P.E.I. mom still thankful for Make-a-Wish gift a decade after her daughter died of cancer
Victoria Walton | CBC News | Posted: August 30, 2024 11:28 PM | Last Updated: August 30
Sarah’s Place has been used by many children over the years, says Anne Van Donkersgoed
"I'm going so high," yells one girl to another across the air between their swings.
"Let's see who can go the highest," the other calls back.
The swing set they're playing on is part of Sarah's Place. These sisters never met the bubbly, blonde three-year-old the playground was named after — but they know it was Sarah's, and they know she was loved.
"When she was asked what she wanted, she said that she wanted this, she used to say 'a park at mine house.'" said Sarah's mother, Anne Van Donkersgoed, in an interview this week with CBC's Island Morning. "She didn't say 'my,' she said 'mine.' So I always call it her park at mine house."
The play set was built 10 years ago as part of Sarah's request through the Children's Wish Foundation, now called the Make-a-Wish Foundation.
Sarah had cancer and her health was declining. She died about six months after the play set was built in the backyard. But she and her older sisters made the most of it while they could.
"Everybody that came to the house last summer, it would be like, 'Come push, come push.' And she'd be dragging them outside to push," Van Donkersgoed said of Sarah in a 2015 interview with CBC News.
"And as she got sicker in the fall, she would take a chair and sit a chair next to the swings and she'd say 'push Emma, push Gracie,' and she would watch."
Ten years later, the results of Sarah's wish are still bringing joy to the children who continue to make use of the playground.
"It wasn't just for her, because it's been here for 10 years and so many kids have played in it," Van Donkersgoed said this week.
"I didn't realize in the beginning that that would be the legacy."
The impact of Sarah's wish on our lives in the moment and since then has been so great. — Anne Van Donkersgoed
In 2015, just a few months after Sarah died, Van Donkersgoed decided to hold a party as a way of giving back to Make-a-Wish and the community that had done so much for her family.

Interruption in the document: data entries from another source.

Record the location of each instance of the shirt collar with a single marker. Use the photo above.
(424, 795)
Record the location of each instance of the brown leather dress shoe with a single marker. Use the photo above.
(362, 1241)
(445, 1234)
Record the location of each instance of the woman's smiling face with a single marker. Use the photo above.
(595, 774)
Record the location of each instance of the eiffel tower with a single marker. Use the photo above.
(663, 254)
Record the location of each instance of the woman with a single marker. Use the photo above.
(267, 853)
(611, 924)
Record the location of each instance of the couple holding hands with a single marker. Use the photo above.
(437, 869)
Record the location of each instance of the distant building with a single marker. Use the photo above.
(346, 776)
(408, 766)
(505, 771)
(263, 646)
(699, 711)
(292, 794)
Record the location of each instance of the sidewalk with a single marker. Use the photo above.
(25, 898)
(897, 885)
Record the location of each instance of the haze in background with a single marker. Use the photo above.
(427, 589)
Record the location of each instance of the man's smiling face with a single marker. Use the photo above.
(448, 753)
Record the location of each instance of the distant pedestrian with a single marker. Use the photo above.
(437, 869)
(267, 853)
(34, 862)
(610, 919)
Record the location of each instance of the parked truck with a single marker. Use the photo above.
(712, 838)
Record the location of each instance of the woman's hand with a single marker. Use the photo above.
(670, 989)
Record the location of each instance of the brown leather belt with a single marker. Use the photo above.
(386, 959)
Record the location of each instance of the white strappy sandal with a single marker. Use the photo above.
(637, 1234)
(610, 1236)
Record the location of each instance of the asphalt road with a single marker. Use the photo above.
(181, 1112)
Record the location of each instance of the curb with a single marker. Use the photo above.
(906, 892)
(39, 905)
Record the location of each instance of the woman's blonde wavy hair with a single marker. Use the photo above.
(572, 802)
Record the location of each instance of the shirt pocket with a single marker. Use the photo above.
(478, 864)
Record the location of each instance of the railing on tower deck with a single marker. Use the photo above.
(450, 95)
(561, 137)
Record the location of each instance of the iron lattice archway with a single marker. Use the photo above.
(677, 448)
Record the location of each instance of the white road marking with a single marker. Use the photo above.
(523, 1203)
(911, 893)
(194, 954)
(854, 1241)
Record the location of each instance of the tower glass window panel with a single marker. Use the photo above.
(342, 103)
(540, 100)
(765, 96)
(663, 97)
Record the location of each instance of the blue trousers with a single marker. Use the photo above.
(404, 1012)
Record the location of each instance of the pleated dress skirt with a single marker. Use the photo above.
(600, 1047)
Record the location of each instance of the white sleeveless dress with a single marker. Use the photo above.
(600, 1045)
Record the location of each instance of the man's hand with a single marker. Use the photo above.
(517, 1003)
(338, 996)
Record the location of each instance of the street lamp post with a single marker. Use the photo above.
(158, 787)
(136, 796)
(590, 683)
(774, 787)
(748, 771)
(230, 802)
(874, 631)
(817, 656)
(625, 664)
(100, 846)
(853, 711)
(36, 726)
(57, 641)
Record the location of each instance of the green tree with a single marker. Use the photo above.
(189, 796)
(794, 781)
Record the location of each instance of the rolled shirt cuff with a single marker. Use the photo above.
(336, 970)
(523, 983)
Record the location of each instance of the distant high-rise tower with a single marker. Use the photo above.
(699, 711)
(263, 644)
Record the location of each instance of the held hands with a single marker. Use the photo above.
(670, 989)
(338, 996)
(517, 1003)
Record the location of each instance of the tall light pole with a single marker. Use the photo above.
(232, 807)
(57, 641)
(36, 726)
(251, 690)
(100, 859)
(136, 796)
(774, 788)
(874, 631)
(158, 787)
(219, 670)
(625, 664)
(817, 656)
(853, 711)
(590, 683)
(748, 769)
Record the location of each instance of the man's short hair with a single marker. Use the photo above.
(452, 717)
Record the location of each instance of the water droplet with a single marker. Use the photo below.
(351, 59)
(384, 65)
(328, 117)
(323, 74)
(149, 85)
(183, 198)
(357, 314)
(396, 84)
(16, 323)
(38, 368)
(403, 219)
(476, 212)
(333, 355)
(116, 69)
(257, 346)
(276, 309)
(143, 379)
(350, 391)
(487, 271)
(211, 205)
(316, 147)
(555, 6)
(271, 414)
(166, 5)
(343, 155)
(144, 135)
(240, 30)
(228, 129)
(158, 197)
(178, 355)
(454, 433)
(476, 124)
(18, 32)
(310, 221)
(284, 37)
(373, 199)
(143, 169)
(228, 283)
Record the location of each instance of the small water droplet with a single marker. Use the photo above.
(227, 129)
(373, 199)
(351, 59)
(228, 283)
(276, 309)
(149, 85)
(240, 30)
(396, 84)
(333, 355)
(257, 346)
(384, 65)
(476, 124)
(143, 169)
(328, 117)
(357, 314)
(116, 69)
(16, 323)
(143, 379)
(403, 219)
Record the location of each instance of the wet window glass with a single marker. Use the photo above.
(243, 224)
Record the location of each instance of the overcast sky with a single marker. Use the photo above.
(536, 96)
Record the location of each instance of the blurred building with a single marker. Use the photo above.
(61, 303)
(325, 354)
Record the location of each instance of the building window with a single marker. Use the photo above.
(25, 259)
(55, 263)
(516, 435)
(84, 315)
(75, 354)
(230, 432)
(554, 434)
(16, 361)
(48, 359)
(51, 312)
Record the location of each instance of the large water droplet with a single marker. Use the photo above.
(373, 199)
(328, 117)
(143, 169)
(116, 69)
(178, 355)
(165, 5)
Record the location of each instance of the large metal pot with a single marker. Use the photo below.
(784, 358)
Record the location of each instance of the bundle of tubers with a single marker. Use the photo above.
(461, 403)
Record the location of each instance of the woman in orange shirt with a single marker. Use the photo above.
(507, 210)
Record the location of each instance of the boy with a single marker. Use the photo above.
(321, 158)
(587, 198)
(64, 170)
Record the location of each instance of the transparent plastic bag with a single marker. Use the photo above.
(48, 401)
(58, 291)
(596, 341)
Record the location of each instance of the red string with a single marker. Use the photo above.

"I don't know how to convey how much that meant to our family. I don't know how to say, it was so big and they did it so quickly, and so kindly," she told CBC at the time.
There were pink flowers, pink lemonade and pink ice cream. In the end, the party raised $3,000, and many children got a chance to play at Sarah's Place.
Looking back at that time now, Van Donkersgoed is amazed at her strength, especially considering it was so soon after Sarah's death.
But she also gained strength from the experience.
"A couple of years after Sarah died, we were helping out a family that had three young children and their dad was having his own battle with cancer," she said.
"And sometimes I'd be sitting there watching them laugh and play outside. And I'm thinking, this is only because of Sarah that we have that."
Van Donkersgoed's two eldest daughters are now teenagers. They play sports and ride horses, and don't remember a lot about Sarah.
But they know how important she is to their family.
Van Donkersgoed and her daughter Emma will be taking part in a charity golf tournament next month to raise money for Make-a-Wish P.E.I. She also has plans to release a book in the fall about Sarah's life.
"The impact of Sarah's wish on our lives in the moment and since then has been so great," she said. "I want to honour the organization by telling our story.
"But also by telling our story, hopefully prompting people to give so that other kids can have a wish."